Iodide Anion Anchoring by Silver Nanoparticles Enables Shuttle‐Free Zinc‐Iodine Batteries

ABSTRACT Zinc‐iodine (Zn‐I 2 ) batteries are gaining popularity due to cost‐effectiveness and ease of manufacturing. However, challenges like the polyiodide shuttle effect, sluggish conversion kinetics, and Zn dendrite growth hinder their practical application. Herein, we reported to design ‘ship‐in‐bottle’ structured polyiodide electrocatalyst to simultaneously prevent the shuttle effect and promote the catalytic conversion of polyiodides.

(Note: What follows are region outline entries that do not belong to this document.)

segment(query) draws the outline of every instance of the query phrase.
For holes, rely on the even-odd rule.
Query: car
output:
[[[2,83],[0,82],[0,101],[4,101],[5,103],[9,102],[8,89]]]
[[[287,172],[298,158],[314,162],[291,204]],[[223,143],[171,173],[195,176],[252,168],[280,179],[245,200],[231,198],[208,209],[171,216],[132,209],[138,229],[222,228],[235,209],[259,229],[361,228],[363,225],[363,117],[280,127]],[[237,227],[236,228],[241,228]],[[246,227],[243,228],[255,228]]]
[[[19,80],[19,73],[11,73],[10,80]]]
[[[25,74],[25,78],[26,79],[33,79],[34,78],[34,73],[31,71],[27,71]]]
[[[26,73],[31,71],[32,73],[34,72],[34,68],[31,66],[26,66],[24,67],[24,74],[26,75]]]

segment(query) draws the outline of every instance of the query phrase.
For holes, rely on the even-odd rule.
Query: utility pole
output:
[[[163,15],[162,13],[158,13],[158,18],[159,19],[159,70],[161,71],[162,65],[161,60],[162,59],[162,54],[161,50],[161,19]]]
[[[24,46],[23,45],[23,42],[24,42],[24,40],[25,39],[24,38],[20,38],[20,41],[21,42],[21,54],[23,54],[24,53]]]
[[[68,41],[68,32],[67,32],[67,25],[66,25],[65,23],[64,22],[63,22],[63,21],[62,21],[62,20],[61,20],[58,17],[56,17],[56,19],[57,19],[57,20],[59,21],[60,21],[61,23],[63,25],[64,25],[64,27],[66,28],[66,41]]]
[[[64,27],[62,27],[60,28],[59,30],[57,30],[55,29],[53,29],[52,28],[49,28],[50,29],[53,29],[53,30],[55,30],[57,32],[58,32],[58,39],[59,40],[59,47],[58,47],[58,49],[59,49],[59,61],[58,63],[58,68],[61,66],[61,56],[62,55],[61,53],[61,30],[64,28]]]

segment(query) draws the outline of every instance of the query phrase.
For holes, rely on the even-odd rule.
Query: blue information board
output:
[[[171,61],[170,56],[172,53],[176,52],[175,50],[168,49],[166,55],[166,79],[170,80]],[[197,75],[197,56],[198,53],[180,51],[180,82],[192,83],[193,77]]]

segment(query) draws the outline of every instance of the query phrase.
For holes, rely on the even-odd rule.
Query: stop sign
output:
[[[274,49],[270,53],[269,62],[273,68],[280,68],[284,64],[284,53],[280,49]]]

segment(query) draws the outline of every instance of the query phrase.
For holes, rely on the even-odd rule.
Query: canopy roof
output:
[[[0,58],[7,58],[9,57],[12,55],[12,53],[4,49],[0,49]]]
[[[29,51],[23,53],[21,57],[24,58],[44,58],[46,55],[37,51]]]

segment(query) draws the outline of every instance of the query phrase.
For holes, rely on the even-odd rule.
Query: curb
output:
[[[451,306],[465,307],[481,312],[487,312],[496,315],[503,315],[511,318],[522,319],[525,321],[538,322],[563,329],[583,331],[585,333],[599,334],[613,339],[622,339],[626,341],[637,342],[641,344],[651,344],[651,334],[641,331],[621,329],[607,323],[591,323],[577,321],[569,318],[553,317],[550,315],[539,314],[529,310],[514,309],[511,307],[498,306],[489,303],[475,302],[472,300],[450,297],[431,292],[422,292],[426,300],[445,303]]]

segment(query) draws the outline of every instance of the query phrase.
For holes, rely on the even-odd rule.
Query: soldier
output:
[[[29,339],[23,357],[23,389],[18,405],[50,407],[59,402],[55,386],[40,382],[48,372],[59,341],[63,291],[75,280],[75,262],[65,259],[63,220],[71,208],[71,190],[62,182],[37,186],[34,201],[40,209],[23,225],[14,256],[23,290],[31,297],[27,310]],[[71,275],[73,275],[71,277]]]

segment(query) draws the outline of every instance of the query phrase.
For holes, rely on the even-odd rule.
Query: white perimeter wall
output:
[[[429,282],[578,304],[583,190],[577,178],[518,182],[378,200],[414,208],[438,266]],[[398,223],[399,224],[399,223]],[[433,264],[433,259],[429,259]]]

The implanted ultrafine Ag nanoparticles inside the carbonaceous framework can offer potent active centres to confine the I − and facilitate the I − /I 2 conversion through the adsorption of I − by forming AgI. Meanwhile, the generated AgI further contributes to anchoring the polyiodides, effectively suppressing its shuttle effect. The strong hybridization between Ag d orbitals and iodine p orbitals enables efficient charge transfer during conversion. Therefore, the Zn‐I 2 battery exhibits high discharge capacity over 200 mAh g −1 , excellent rate capability up to 10 A g −1 , and long‐term cycling stability (30 000 cycles at 6 A g −1 ). The practicality is also validated via pouch cell with impressive energy density of 180 Wh kg −1 based on the cathode and excellent cycling stability over 500 cycles, enlightening the material engineering for catalyst design towards rapid polyiodide conversion. Our findings offer valuable guidance for the development of high‐performance Zn‐I 2 batteries.